As part of international efforts to limit climate change, Brazil this week ratified its promise, made in Paris last December, to cut its climate-changing emissions,

It was the third big country in the world to do so, behind only the two biggest emitters: China and the United States.

Brazil said it would reduce its emissions by 37 percent by 2025, compared to levels in 2005, and by 2030 emissions would drop by 43 percent.

It also said it would restore 12 million hectares of forest by 2030, eliminate illegal deforestation and expand the use of renewable energy sources other than hydropower in its energy mix to between 28 percent and 33 percent.

But now comes the biggest challenge: to translate those numbers into actions.

In the view of Carlos Rittl, executive secretary of the Brazilian Climate Observatory, the country doesn’t know how that’s going to happen.

“To achieve the goals it is necessary to go a long way, but the country doesn´t know yet how to get there”, he said. 

Brazil is still in the process of submitting early proposals, but that should happen before the upcoming United Nations climate change meeting in Morocco in November, said Everton Frank Lucero, Brazil's Secretary for Climate Change.

“We start now to work on a national strategy for implementation of the goals”, he said.



Between Brazil signing and ratifying the Paris Agreement, however, the starting point for action has changed dramatically.

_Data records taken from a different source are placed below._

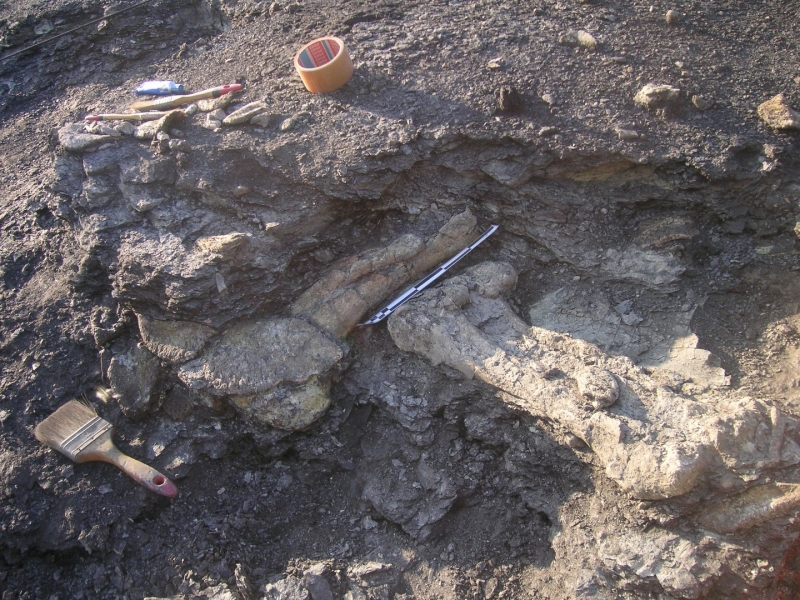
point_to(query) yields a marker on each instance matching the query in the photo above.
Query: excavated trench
(411, 464)
(600, 401)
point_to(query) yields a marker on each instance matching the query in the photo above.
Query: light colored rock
(222, 244)
(655, 443)
(174, 341)
(125, 128)
(701, 102)
(289, 408)
(672, 17)
(654, 269)
(215, 103)
(657, 96)
(290, 588)
(777, 113)
(244, 114)
(314, 580)
(626, 135)
(288, 124)
(216, 115)
(100, 128)
(753, 507)
(73, 137)
(263, 119)
(211, 124)
(150, 129)
(598, 386)
(581, 38)
(255, 356)
(663, 556)
(133, 376)
(339, 300)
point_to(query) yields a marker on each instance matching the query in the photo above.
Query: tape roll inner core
(318, 53)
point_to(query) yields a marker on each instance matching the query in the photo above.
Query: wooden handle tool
(78, 433)
(175, 101)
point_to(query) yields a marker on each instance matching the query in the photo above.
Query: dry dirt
(416, 482)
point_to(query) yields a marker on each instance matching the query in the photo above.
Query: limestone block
(257, 355)
(174, 341)
(654, 442)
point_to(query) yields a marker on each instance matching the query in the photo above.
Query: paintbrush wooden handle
(103, 449)
(175, 101)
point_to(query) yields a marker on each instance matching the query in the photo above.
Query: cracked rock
(777, 113)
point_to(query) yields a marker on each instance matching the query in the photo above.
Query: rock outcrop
(656, 442)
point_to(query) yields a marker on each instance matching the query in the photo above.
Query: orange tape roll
(324, 65)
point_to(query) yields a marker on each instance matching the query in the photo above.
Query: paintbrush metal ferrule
(175, 101)
(83, 437)
(148, 116)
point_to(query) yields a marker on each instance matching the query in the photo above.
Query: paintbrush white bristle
(63, 423)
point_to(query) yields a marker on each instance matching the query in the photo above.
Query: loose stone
(244, 114)
(288, 124)
(627, 135)
(654, 96)
(262, 120)
(581, 38)
(672, 17)
(777, 113)
(508, 99)
(701, 102)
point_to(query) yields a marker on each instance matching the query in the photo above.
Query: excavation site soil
(600, 400)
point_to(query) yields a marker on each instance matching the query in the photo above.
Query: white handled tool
(426, 281)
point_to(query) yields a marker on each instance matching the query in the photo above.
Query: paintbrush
(151, 116)
(78, 433)
(175, 101)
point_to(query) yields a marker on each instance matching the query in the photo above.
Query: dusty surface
(607, 409)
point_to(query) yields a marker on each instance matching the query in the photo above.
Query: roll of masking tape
(324, 65)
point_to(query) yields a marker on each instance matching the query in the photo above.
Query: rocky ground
(601, 401)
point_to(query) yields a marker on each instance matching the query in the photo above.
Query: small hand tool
(151, 116)
(78, 433)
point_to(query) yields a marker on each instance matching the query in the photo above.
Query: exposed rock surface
(655, 442)
(777, 113)
(645, 448)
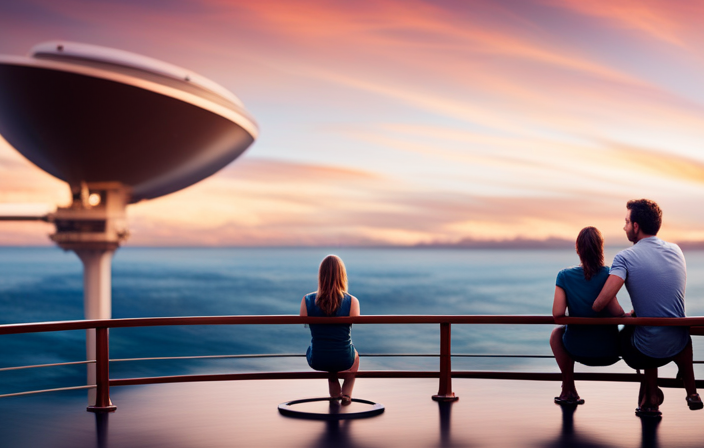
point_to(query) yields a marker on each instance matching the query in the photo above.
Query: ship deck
(489, 413)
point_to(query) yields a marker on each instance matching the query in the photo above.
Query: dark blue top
(587, 340)
(331, 346)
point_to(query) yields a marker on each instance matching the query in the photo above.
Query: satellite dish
(88, 114)
(118, 128)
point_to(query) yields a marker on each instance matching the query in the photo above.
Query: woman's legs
(349, 376)
(565, 362)
(334, 385)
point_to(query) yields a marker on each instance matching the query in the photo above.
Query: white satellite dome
(88, 114)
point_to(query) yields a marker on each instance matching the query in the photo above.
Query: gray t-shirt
(655, 274)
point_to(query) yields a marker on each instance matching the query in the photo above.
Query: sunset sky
(407, 122)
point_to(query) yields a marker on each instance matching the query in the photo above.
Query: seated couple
(654, 273)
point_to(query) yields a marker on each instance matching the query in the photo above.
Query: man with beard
(655, 274)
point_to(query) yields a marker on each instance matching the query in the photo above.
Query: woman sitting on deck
(576, 289)
(331, 348)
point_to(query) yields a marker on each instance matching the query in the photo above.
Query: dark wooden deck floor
(490, 413)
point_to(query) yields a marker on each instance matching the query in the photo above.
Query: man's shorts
(634, 357)
(594, 361)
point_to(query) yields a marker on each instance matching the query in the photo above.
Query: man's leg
(565, 362)
(684, 361)
(651, 398)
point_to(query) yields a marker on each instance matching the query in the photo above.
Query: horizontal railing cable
(58, 364)
(58, 389)
(386, 319)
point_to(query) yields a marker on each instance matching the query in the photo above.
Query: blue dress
(331, 348)
(587, 341)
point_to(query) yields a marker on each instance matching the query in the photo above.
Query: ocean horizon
(45, 284)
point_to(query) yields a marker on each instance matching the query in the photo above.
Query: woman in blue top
(331, 348)
(575, 290)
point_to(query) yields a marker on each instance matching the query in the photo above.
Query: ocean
(45, 284)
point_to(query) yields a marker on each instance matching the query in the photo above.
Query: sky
(405, 122)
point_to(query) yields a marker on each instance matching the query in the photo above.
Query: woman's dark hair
(332, 284)
(590, 248)
(647, 214)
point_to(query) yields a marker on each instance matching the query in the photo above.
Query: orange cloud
(661, 19)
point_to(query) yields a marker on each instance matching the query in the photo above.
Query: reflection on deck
(489, 413)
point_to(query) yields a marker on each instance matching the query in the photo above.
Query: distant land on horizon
(467, 243)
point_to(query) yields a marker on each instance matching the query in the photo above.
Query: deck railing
(444, 373)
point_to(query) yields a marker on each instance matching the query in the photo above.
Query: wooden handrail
(445, 373)
(380, 319)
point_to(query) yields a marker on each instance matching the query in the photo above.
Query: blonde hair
(332, 284)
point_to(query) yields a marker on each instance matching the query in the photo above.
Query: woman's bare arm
(304, 309)
(559, 303)
(354, 307)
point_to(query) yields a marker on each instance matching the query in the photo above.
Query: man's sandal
(694, 402)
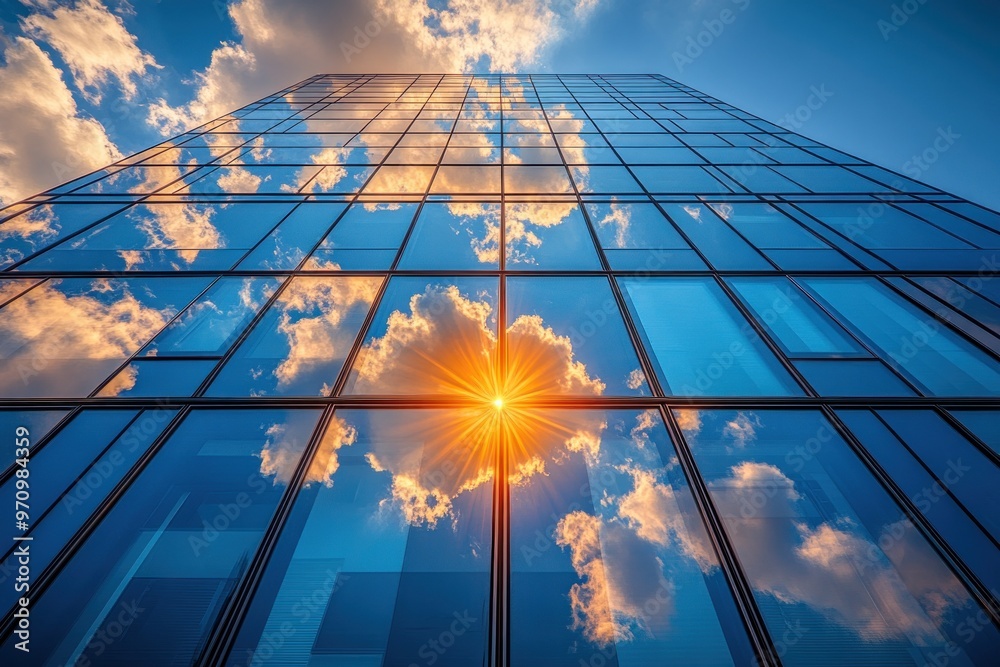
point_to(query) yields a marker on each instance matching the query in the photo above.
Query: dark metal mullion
(345, 372)
(71, 412)
(45, 579)
(633, 333)
(36, 520)
(943, 322)
(967, 433)
(919, 460)
(981, 593)
(729, 562)
(763, 336)
(135, 355)
(224, 633)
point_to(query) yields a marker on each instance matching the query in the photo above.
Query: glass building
(527, 370)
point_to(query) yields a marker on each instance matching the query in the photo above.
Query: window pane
(366, 238)
(825, 548)
(984, 424)
(299, 346)
(168, 560)
(297, 235)
(717, 241)
(210, 324)
(609, 554)
(454, 236)
(639, 237)
(567, 336)
(389, 542)
(549, 237)
(80, 466)
(65, 336)
(798, 325)
(430, 336)
(700, 343)
(932, 495)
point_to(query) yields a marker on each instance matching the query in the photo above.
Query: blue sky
(910, 85)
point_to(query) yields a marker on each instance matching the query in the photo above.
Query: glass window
(548, 237)
(167, 557)
(209, 325)
(715, 239)
(911, 341)
(567, 336)
(367, 237)
(155, 378)
(299, 346)
(431, 336)
(166, 237)
(882, 226)
(387, 546)
(934, 495)
(610, 561)
(42, 226)
(295, 237)
(794, 321)
(460, 235)
(63, 337)
(825, 548)
(969, 475)
(714, 353)
(638, 237)
(81, 465)
(687, 180)
(984, 424)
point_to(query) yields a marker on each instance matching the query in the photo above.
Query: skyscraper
(528, 370)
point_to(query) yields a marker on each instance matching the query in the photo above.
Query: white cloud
(95, 45)
(44, 139)
(284, 42)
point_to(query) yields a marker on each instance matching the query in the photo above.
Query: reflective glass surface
(500, 370)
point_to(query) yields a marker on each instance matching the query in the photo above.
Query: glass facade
(499, 370)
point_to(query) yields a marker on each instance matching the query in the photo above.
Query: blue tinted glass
(693, 180)
(715, 239)
(817, 537)
(43, 226)
(158, 378)
(847, 377)
(548, 237)
(295, 238)
(984, 424)
(882, 226)
(910, 340)
(210, 324)
(454, 236)
(968, 474)
(932, 495)
(638, 237)
(956, 295)
(715, 353)
(766, 227)
(610, 561)
(798, 325)
(300, 343)
(367, 237)
(170, 559)
(63, 337)
(81, 465)
(431, 336)
(567, 336)
(388, 545)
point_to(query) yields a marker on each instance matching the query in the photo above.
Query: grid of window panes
(456, 370)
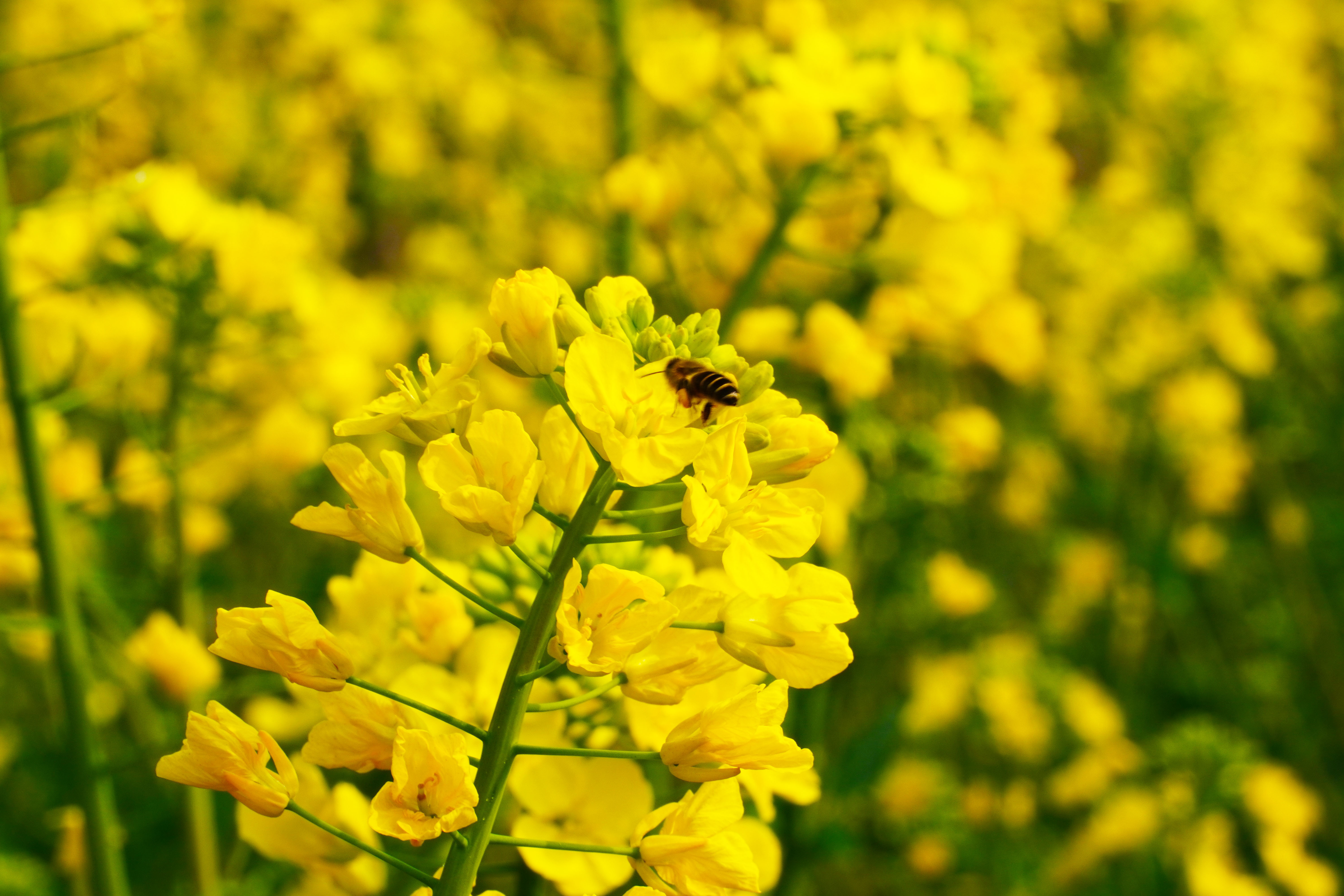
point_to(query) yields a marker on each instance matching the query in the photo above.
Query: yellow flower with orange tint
(432, 790)
(525, 308)
(741, 733)
(224, 753)
(569, 464)
(601, 624)
(786, 622)
(284, 639)
(634, 418)
(420, 414)
(720, 502)
(491, 488)
(381, 523)
(696, 852)
(177, 657)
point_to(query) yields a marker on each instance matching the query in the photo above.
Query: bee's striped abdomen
(717, 388)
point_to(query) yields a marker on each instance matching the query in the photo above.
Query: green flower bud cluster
(657, 339)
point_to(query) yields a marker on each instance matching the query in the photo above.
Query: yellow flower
(799, 786)
(694, 852)
(601, 624)
(679, 659)
(490, 489)
(286, 639)
(958, 590)
(569, 464)
(420, 414)
(224, 753)
(432, 790)
(525, 308)
(720, 502)
(741, 733)
(635, 420)
(361, 727)
(294, 839)
(174, 656)
(971, 436)
(786, 622)
(579, 801)
(381, 523)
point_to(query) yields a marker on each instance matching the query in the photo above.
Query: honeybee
(694, 382)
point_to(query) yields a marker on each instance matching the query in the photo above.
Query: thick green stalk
(791, 201)
(622, 238)
(511, 707)
(60, 600)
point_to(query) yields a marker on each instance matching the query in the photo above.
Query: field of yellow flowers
(561, 448)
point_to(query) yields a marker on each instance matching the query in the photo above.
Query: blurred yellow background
(1064, 275)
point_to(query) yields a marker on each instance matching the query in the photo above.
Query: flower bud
(704, 342)
(757, 437)
(572, 322)
(502, 359)
(525, 308)
(612, 297)
(640, 312)
(755, 383)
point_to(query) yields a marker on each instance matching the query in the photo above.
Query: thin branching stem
(60, 600)
(642, 512)
(575, 848)
(545, 671)
(416, 704)
(525, 750)
(532, 565)
(635, 536)
(463, 590)
(411, 871)
(584, 698)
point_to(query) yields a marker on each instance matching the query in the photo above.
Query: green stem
(475, 598)
(100, 801)
(791, 201)
(584, 698)
(635, 536)
(416, 704)
(523, 750)
(545, 671)
(701, 627)
(554, 519)
(360, 844)
(575, 848)
(511, 706)
(532, 565)
(642, 512)
(622, 240)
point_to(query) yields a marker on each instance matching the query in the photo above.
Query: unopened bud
(704, 342)
(757, 439)
(616, 328)
(501, 358)
(572, 322)
(755, 383)
(640, 312)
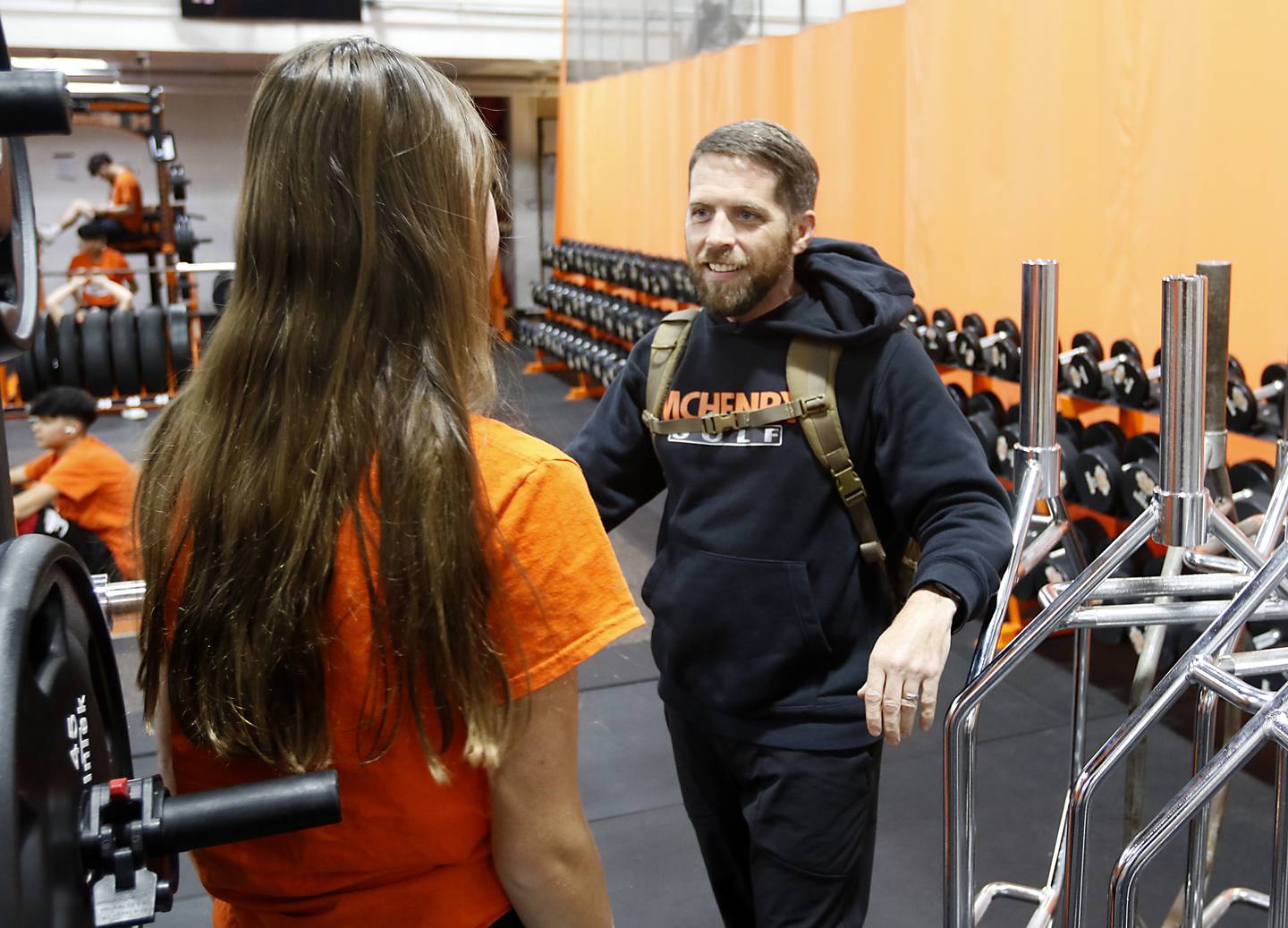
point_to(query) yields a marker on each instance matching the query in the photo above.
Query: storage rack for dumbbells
(605, 298)
(140, 357)
(983, 370)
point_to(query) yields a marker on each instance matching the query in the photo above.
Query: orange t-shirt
(411, 852)
(111, 260)
(125, 190)
(96, 490)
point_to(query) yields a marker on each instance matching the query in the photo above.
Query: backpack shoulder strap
(811, 371)
(665, 354)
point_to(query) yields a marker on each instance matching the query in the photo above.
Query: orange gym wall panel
(1126, 138)
(625, 140)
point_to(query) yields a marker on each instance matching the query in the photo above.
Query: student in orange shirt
(94, 276)
(80, 490)
(120, 218)
(349, 566)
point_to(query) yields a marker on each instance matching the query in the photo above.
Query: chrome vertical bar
(1180, 489)
(1154, 706)
(1038, 290)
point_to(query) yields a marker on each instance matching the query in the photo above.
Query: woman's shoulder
(510, 458)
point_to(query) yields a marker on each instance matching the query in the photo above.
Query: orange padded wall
(1127, 138)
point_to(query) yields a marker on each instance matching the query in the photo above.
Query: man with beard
(784, 653)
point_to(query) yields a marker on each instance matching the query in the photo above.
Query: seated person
(81, 490)
(120, 218)
(94, 276)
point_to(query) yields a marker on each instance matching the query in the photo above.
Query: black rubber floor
(629, 787)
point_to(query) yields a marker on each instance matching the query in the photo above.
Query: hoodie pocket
(740, 634)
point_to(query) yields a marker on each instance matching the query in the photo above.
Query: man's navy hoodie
(766, 614)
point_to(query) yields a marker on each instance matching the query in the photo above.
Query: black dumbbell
(1133, 386)
(1085, 372)
(1252, 483)
(1097, 467)
(1244, 406)
(1138, 474)
(975, 350)
(987, 414)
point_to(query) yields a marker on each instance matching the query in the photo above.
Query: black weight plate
(1131, 386)
(97, 353)
(1241, 406)
(1006, 327)
(29, 384)
(44, 351)
(1082, 375)
(1136, 485)
(959, 396)
(1143, 447)
(974, 322)
(1124, 347)
(70, 371)
(62, 728)
(181, 345)
(1091, 343)
(988, 404)
(125, 353)
(1004, 360)
(1104, 433)
(1097, 472)
(149, 324)
(968, 352)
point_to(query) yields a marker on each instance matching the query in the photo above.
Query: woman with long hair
(348, 565)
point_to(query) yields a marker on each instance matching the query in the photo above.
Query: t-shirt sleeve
(40, 467)
(76, 474)
(558, 592)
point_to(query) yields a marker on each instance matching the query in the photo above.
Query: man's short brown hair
(770, 146)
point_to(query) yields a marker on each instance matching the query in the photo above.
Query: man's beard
(741, 295)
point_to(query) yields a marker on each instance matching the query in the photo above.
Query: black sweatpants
(786, 836)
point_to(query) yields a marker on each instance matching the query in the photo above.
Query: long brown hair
(340, 383)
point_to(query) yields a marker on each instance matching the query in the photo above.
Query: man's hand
(906, 664)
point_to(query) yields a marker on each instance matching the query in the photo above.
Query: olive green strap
(811, 371)
(667, 350)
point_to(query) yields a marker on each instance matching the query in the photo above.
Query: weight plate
(1091, 343)
(1136, 483)
(1082, 375)
(44, 351)
(149, 325)
(1124, 347)
(1104, 435)
(97, 352)
(62, 728)
(1004, 360)
(1131, 384)
(968, 352)
(1006, 327)
(181, 345)
(125, 353)
(70, 371)
(29, 384)
(1241, 406)
(1097, 472)
(959, 395)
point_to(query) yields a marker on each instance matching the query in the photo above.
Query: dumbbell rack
(608, 263)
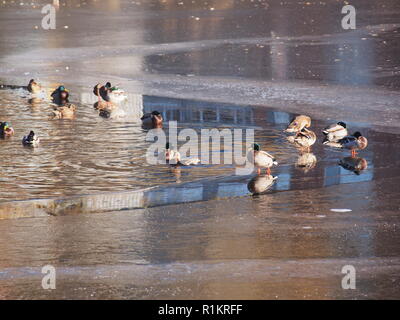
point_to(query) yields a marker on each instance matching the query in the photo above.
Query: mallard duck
(153, 119)
(31, 140)
(102, 91)
(65, 112)
(173, 157)
(109, 93)
(335, 131)
(299, 123)
(6, 130)
(260, 184)
(261, 159)
(104, 106)
(306, 161)
(354, 164)
(354, 142)
(34, 87)
(60, 95)
(304, 138)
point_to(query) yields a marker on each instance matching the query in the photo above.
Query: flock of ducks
(336, 135)
(109, 98)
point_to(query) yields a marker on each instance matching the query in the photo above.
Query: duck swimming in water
(34, 87)
(152, 120)
(65, 112)
(109, 93)
(31, 140)
(335, 131)
(60, 95)
(104, 106)
(353, 143)
(261, 159)
(354, 164)
(299, 123)
(173, 157)
(6, 130)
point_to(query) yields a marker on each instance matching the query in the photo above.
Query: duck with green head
(335, 131)
(303, 139)
(31, 140)
(110, 93)
(34, 87)
(60, 95)
(153, 119)
(173, 157)
(353, 143)
(6, 130)
(261, 159)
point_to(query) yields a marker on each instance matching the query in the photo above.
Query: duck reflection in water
(303, 140)
(260, 184)
(306, 161)
(354, 164)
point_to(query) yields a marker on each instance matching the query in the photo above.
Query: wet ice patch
(341, 210)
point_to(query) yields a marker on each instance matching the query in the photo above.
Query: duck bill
(9, 131)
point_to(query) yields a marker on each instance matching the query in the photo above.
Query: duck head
(33, 86)
(298, 123)
(362, 141)
(6, 129)
(156, 118)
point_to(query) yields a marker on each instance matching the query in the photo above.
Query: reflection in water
(306, 161)
(354, 164)
(260, 184)
(90, 155)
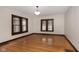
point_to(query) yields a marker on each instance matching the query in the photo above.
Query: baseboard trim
(48, 34)
(6, 42)
(71, 43)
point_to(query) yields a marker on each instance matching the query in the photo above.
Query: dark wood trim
(6, 42)
(20, 20)
(71, 43)
(47, 25)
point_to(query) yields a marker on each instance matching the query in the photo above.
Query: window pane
(16, 21)
(16, 29)
(23, 21)
(50, 25)
(43, 25)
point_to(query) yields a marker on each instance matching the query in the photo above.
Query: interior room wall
(72, 25)
(5, 23)
(58, 24)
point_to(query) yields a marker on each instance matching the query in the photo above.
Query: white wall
(58, 24)
(72, 25)
(33, 23)
(5, 23)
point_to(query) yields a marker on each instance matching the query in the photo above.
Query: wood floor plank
(38, 43)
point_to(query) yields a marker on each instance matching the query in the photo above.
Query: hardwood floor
(38, 43)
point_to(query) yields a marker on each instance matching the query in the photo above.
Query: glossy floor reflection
(38, 43)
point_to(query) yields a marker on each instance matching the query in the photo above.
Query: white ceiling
(44, 10)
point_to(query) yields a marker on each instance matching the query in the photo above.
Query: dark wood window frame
(46, 20)
(20, 26)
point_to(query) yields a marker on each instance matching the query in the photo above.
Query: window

The country’s emissions for 2005 have ballooned from the 2.1 billion stated at the Paris meeting last year to 2.73 billion, according to new data released in May. That 30 percent boost means Brazil’s emissions-cutting promises are now much less ambitious.

In fact, the correction gives the country a license to raise its emissions and still meet its Paris goals. But that has not promoted any speedy move to set more ambitious targets.

“The baseline for setting the goals was the data available at that time. Therefore, the new data does not change what we have planned”, Lucero said.

In 2005, deforestation was the main source of emissions in Brazil, responsible for 64.5 percent of the total. In 2010, agriculture went to top of the ranking, accounting for 32 percent of emissions, followed by energy at 29 percent and deforestation at 27 percent.

“Deforestation has fallen since 2005, but it is still a big issue. And since 2010 the rate (of deforestation) has not decreased. There is still a long way to reach zero deforestation”, said Paulo Barreto, a researcher at the Amazon Institute of People and the Environment (Imazon).

According to the National Institute of Space Research (INPE), 5,851 square kilometers of Amazon forest were destroyed in 2015, an area half the size of the nation of Qatar.

Little has been done to reduce agricultural emissions contributing to climate change, said Marina Piatto, a researcher at the Institute of Agricultural and Forest Management and Certification (Imaflora).

“This sector has not modernised its agricultural policy. We have the same financing plan for decades”, she said.

The Low-Carbon Agriculture Plan, launched by the Brazilian government in 2010, still receives only 2 percent of total government resources for agriculture, she said. “This is totally disconnected with the goals the country aims to reach”, Platto said.

Rittl said that in the new government plan signed by Michel Temer, who took over as Brazil’s president after the impeachment of Dilma Rousseff, topics such as climate change, reforestation and low-carbon agriculture were not even mentioned.

“The government must realize that from now on the adjustments in the economy (must) go towards a low-carbon economy. Therefore, we need investments, new public policy and dialogue with civil society. But, for now, there are only expectations,” Rittl said.